Мой самоубийца есть именно страстный выразитель своей идеи, то есть необходимости самоубийства, а не индифферентный и не чугунный человек. Он действительно страдает и мучается, и, уж кажется, я это выразил ясно. Для него слишком очевидно, что ему жить нельзя, и – он слишком знает, что прав и что опровергнуть его невозможно. Перед ним неотразимо стоят самые высшие, самые первые вопросы: «Для чего жить, когда уже он сознал, что по-животному жить отвратительно, ненормально и недостаточно для человека? И что может в таком случае удержать его на земле?» На вопросы эти разрешения он получить не может и знает это, ибо хотя и сознал, что есть, как он выражается, «гармония целого», но я-то, говорит он, «ее не понимаю, понять никогда не в силах, а что не буду в ней сам участвовать, то это уж необходимо и само собою выходит». Вот эта-то ясность и докончила его. В чем же беда, в чем он ошибся? Беда единственно лишь в потере веры в бессмертие.
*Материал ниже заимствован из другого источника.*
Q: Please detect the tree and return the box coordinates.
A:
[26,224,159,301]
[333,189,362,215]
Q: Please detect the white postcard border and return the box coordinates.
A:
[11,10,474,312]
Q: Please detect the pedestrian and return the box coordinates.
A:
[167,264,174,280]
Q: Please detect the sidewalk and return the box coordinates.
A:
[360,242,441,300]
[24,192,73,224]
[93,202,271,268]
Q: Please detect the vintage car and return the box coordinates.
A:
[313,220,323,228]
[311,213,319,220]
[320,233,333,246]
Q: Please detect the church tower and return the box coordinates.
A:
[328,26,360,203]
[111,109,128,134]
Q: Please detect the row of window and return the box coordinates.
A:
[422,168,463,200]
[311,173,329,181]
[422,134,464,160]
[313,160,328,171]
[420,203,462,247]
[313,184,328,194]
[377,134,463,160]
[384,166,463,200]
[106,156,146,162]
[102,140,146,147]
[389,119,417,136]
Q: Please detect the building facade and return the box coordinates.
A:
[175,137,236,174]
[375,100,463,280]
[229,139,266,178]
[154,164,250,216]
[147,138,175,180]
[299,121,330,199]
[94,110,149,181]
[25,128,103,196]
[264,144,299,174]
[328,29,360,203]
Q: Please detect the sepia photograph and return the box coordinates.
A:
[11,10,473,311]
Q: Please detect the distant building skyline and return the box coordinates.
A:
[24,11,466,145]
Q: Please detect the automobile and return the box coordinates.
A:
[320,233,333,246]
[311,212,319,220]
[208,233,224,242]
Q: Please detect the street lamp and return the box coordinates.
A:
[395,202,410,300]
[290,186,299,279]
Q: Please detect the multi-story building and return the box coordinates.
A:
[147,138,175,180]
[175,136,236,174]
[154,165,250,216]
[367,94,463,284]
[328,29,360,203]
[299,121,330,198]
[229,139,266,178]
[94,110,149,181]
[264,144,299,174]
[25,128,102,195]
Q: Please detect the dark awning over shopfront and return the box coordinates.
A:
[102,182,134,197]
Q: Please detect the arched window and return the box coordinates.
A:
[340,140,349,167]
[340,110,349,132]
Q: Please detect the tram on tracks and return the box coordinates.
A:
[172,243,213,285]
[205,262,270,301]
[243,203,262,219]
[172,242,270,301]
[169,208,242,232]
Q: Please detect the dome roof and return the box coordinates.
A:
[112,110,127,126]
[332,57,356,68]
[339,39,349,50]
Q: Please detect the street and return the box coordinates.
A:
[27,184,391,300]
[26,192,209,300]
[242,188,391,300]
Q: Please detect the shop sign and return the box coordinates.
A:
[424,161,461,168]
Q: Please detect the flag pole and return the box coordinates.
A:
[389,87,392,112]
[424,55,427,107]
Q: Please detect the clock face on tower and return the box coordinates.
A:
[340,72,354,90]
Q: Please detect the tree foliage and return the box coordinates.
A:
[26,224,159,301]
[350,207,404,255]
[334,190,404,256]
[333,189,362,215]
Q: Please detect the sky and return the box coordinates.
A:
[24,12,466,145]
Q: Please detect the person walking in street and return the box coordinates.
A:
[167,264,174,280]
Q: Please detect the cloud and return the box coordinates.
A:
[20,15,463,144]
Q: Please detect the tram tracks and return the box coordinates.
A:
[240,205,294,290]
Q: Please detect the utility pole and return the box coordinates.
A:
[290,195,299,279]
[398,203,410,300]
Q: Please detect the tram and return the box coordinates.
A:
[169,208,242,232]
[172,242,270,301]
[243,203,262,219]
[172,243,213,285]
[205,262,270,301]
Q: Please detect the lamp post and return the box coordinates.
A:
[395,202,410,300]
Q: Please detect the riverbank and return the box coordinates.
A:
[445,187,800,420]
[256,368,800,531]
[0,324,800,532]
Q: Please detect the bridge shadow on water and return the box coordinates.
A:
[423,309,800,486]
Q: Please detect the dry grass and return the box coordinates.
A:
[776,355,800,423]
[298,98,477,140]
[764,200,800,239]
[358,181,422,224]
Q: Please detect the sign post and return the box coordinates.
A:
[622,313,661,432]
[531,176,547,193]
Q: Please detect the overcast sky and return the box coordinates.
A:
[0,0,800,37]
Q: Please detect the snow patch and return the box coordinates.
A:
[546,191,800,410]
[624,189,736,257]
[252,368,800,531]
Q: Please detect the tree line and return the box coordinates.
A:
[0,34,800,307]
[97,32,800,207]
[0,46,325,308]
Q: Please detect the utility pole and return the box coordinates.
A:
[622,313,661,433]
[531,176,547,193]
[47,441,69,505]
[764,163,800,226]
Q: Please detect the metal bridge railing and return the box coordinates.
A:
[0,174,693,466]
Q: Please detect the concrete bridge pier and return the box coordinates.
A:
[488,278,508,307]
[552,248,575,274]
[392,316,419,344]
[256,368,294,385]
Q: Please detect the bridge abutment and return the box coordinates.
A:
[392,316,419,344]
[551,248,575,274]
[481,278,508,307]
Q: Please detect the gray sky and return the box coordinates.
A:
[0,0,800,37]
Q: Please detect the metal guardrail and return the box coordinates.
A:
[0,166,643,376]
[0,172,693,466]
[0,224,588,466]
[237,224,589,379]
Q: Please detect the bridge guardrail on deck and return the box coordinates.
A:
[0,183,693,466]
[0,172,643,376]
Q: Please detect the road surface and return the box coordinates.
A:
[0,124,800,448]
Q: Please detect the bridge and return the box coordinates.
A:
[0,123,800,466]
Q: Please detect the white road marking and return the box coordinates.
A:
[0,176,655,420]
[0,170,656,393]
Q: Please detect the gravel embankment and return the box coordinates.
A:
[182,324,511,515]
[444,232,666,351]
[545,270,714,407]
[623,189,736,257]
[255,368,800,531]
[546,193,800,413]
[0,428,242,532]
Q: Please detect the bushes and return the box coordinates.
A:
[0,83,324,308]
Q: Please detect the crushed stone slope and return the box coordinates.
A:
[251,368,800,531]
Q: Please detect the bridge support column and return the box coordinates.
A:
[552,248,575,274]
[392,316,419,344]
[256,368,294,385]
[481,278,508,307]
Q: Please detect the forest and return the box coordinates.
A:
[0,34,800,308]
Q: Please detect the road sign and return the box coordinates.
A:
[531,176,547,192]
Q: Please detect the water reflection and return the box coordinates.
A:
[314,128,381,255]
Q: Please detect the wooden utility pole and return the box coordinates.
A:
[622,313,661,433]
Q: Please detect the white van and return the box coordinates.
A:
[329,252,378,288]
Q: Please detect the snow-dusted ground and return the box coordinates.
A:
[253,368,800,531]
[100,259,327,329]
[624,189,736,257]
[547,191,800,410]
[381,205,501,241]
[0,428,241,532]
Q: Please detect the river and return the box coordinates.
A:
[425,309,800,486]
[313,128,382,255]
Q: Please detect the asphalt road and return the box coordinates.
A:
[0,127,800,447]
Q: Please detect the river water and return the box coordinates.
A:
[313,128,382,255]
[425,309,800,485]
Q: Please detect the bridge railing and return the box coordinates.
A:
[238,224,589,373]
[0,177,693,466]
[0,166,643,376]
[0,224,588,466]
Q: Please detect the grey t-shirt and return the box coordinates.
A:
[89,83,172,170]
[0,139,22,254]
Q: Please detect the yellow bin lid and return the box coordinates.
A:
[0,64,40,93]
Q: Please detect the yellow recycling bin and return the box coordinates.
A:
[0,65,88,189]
Но он сам горячо ищет (то есть искал, пока жил, и искал с страданием) примирения; он хотел найти его в «любви к человечеству»: «Не я, так человечество может быть счастливо и когда-нибудь достигнет гармонии. Эта мысль могла бы удержать меня на земле», — проговаривается он. И, уж конечно, это великодушная мысль, великодушная и страдальческая. Но неотразимое убеждение в том, что жизнь человечества в сущности такой же миг, как и его собственная, и что назавтра же по достижении «гармонии» (если только верить, что мечта эта достижима) человечество обратится в тот же нуль, как и он, силою косных законов природы, да еще после стольких страданий, вынесенных в достижении этой мечты, — эта мысль возмущает его дух окончательно, именно из-за любви к человечеству возмущает, оскорбляет его за всё человечество и — по закону отражения идеи — убивает в нем даже самую любовь к человечеству. Так точно видали не раз, как в семье, умирающей с голоду, отец или мать под конец, когда страдания детей их становились невыносимыми, начинали ненавидеть этих столь любимых ими доселе детей именно за невыносимость страданий их. Мало того, я утверждаю, что сознание своего совершенного бессилия помочь или принести хоть какую-нибудь пользу или облегчение страдающему человечеству, в то же время при полном вашем убеждении в этом страдании человечества, может даже обратить в сердце вашем любовь к человечеству в ненависть к нему. Господа чугунных идей, конечно, не поверят тому, да и не поймут этого вовсе: для них любовь к человечеству и счастье его — всё это так дешево, всё так удобно устроено, так давно дано и написано, что и думать об этом не стоит. Но я намерен насмешить их окончательно: я объявляю (опять-таки пока бездоказательно), что любовь к человечеству даже совсем немыслима, непонятна и совсем невозможна без совместной веры в бессмертие души человеческой. Те же, которые, отняв у человека веру в его бессмертие, хотят заменить эту веру, в смысле высшей цели жизни, «любовью к человечеству», те, говорю я, подымают руки на самих же себя; ибо вместо любви к человечеству насаждают в сердце потерявшего веру лишь зародыш ненависти к человечеству. Пусть пожмут плечами на такое утверждение мое мудрецы чугунных идей. Но мысль эта мудренее их мудрости, и я несомненно верую, что она станет когда-нибудь в человечестве аксиомой. Хотя опять-таки я и это выставляю пока лишь голословно.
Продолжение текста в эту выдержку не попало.